Si parla di oltre 52mila accessi illeciti negli archivi del Viminale con decine di migliaia di personaggi noti e meno noti oggetto di compravendita di dati. Eppure la politica ha deciso di tenere un profilo basso. La stessa opposizione di governo ha rilasciato dichiarazioni dovute, senza chiedere con forza le dimissioni di nessun alto vertice dello Stato, il che lascia intendere che la politica di entrambi gli schieramenti si sente responsabile per quanto accaduto. Se così fosse verrebbe allora meno la narrazione dei dipendenti infedeli di società terze. Qual è la verità secondo lei?

La questione degli accessi illeciti agli archivi del Viminale è complessa e delicata. La politica ha mantenuto un profilo basso, forse per evitare ulteriori scandali o per non compromettere la fiducia nelle istituzioni.
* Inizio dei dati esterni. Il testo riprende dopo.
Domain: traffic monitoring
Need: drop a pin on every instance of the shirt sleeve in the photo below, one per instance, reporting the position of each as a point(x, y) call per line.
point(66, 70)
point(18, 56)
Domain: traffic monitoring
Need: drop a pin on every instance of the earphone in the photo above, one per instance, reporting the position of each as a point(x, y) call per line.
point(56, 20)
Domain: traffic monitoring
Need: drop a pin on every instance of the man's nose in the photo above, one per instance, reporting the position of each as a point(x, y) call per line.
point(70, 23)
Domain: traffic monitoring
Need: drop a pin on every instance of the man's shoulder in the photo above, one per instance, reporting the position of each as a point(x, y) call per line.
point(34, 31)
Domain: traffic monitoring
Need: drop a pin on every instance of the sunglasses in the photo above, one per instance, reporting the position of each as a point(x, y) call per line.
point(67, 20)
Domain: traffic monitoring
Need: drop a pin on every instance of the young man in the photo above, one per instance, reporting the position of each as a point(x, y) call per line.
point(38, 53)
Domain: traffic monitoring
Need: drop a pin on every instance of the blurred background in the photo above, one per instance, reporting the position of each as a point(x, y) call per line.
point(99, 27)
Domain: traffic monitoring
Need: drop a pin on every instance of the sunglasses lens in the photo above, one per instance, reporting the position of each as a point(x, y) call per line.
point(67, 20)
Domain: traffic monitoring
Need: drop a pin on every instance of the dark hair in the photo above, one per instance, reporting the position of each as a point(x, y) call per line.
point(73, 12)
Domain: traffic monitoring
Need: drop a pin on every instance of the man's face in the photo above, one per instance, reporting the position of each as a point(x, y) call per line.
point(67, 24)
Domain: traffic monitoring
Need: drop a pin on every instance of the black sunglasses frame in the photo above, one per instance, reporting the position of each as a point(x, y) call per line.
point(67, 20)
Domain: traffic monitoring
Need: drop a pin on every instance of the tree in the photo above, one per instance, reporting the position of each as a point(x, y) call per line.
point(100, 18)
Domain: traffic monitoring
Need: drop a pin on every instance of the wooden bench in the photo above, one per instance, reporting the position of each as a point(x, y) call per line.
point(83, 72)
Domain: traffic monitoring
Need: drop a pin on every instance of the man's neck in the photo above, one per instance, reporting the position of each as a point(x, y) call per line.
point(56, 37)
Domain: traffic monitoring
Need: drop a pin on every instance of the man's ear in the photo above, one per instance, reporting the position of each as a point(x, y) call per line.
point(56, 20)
Tuttavia, se da un lato questo atteggiamento potrebbe essere interpretato come una forma di responsabilità condivisa tra i vari schieramenti politici, io mi auguro che sia invece il segnale che si è raggiunta la consapevolezza trasversale che è urgente e di fondamentale importanza strategica affrontare con maggiore impegno il tema della cybersicurezza. 

Non voglio nemmeno pensare alla veridicità di quanto affermato da alcuni e cioè a responsabilità più ampie e sistemiche all’interno delle istituzioni stesse. 

Molti si sarebbero aspettati le dimissioni del prefetto Bruno Frattasi dal ruolo di direttore di ACN. Alcuni analisti pensano invece che è meglio attendere l’esito delle elezioni americane prima di mosse che possono destabilizzare ulteriormente la nostra sicurezza cyber. Pensa sia corretta questa analisi?

Non ho idea se questa analisi sia corretta o meno. Comunque io credo che soprattutto in questo momento dobbiamo sostenere lo sviluppo della nostra Agenzia dí Cybersicurezza Nazionale per permetterle di svolgere in modo sempre più efficace il ruolo strategico che le è stato assegnato. A tal proposito, ricollegandomi ad una mia risposta precedente, sono convinto che una linea strategica di sviluppo da perseguire immediatamente sarebbe quella che riguarda il rafforzamento della capacità di monitoraggio e controllo dell’agenzia sullo stato di maturità della cybersicurezza di enti e aziende. 

Il correttivo al codice dei contratti pubblici approvato in esame preliminare dal Consiglio dei Ministri nei giorni scorsi può essere uno strumento per innalzare i livelli di controllo sui fornitori?

Certo, migliorare la trasparenza, l’equità e la gestione dei contratti può apportare significativi benefici anche ai controlli di qualità sui fornitori, evitando che la scelta ricada troppo spesso su soggetti il cui principale merito è l’abilità di sfruttare con grande maestria le leve della corruzione, come emerso nuovamente in diversi eventi recenti.